Doch anstatt den mühsamen Weg über lokal- und regionalpolitische Ämter zu gehen, stieg der ehrgeizige junge Mann im Jahr 2008 zunächst bei der Privatbank Rothschild & Cie ein, wo er rasch in die Geschäftsführung aufrückte, die Übernahme der Säuglingsnahrungssparte des US-Pharmakonzerns Pfizer durch den Nahrungsmittelkonzern Nestlé abwickelte und innerhalb kurzer Zeit Millionär wurde. Deshalb interessierten sich seine Gegner im Wahlkampf auch so für seine Einkommenserklärung und den angeblichen Lebenswandel eines Neureichen, und warfen ihm seine Feier in der gehobenen Pariser Brasserie "La Rotonde" nach der ersten Wahlrunde vor. Marine Le Pen setzte beim letzten TV-Duell vor der Stichwahl sogar das als Frage formulierte Gerücht in die Welt, Macron könnte ein Offshore-Konto auf den Bahamas habe. Der russische PR-Sender "Russia Today" hatte dies kurz zuvor behauptet. Macron reichte prompt Klage gegen Le Pen ein.

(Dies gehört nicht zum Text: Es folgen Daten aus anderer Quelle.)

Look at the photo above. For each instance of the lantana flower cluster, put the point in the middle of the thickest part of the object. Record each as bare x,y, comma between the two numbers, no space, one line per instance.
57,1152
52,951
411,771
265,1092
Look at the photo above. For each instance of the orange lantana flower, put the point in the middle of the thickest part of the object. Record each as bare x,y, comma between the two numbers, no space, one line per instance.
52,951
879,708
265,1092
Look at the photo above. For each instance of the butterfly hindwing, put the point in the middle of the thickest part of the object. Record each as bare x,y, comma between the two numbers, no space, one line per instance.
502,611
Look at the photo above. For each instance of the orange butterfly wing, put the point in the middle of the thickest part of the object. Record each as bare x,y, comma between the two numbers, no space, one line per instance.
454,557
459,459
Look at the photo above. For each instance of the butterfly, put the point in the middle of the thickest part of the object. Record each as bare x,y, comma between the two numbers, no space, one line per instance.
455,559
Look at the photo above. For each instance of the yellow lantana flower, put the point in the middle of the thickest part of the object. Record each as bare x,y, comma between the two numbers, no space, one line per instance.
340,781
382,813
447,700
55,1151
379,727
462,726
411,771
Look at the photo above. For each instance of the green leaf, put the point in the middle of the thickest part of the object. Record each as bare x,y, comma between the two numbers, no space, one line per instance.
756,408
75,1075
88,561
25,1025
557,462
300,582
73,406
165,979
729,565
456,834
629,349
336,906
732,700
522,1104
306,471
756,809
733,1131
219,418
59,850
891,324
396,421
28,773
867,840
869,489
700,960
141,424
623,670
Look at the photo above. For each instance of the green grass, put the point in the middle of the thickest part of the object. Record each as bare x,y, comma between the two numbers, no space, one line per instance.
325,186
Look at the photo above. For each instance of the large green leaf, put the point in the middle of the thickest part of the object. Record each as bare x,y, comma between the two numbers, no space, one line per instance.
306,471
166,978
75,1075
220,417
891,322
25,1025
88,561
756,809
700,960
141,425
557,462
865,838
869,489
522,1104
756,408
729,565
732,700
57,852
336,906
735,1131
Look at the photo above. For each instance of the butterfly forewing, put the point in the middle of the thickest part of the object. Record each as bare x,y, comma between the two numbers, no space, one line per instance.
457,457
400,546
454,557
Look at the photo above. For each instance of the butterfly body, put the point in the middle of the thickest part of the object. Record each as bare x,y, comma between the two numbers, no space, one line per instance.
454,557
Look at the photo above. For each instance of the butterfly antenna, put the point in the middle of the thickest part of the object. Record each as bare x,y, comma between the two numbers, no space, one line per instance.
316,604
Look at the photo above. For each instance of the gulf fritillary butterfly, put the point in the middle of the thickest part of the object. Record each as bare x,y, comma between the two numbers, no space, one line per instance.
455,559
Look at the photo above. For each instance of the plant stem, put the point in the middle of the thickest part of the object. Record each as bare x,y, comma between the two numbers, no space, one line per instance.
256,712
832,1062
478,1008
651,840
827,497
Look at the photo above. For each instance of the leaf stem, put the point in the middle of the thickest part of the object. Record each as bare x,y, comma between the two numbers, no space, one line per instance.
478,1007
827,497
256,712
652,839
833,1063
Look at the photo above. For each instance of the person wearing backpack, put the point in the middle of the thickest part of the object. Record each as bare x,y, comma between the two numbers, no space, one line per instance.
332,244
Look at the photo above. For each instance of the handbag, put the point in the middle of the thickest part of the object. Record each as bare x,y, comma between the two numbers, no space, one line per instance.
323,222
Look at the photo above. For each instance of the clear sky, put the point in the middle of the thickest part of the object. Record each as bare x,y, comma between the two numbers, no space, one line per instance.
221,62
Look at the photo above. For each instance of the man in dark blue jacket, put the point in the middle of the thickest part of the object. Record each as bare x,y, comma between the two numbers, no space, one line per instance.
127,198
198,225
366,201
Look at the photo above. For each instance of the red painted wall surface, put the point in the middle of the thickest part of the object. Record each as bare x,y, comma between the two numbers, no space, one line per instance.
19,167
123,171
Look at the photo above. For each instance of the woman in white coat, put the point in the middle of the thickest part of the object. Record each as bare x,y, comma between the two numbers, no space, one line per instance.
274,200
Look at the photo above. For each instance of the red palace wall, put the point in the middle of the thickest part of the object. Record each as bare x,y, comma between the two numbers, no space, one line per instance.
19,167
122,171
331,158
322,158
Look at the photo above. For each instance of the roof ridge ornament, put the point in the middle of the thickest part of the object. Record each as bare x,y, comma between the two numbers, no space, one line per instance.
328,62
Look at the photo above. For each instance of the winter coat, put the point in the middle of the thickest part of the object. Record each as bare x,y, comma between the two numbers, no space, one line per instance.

Mit dem Kopf durch die Wand

Statt einer weiteren Karriere in der Welt der Finanzen schloss er sich im Wahlkampf 2011/2012 Hollandes Team an. In einem Dokumentarfilm über die ersten Monate des sozialistischen Präsidenten im Amt, der einen Blick hinter die Kulissen erlaubt, fällt bei allen Besprechungen der junge Mann auf, der stets höchst aufmerksam dabei ist, immer wieder einen Kommentar einwirft und erkennbar um die Anerkennung des Präsidenten buhlt. Er sollte sie auch bekommen: Als Macron 2014 kündigte und den Gang zurück in die Privatwirtschaft erwog, setzte dies Hollande unter Druck; bald darauf machte er ihn zum Wirtschaftsminister. Zwischen beiden Männern gab es eine große Nähe, berichten Gérard Davet und Fabrice Lhomme, Journalisten bei "Le Monde" und Autoren des Gesprächs-Buches "Ein Präsident sollte das nicht sagen...": "Die vier Kinder von Ségolène Royal und François Hollande hielten sich stets aus der Politik heraus. Mit Macron glaubte Hollande, seinen politischen Ziehsohn gefunden zu haben." Er plante wohl, diesen zu seinem Nachfolger aufzubauen - allerdings erst später; 2017 wollte Holande ursprünglich selbst noch einmal antreten.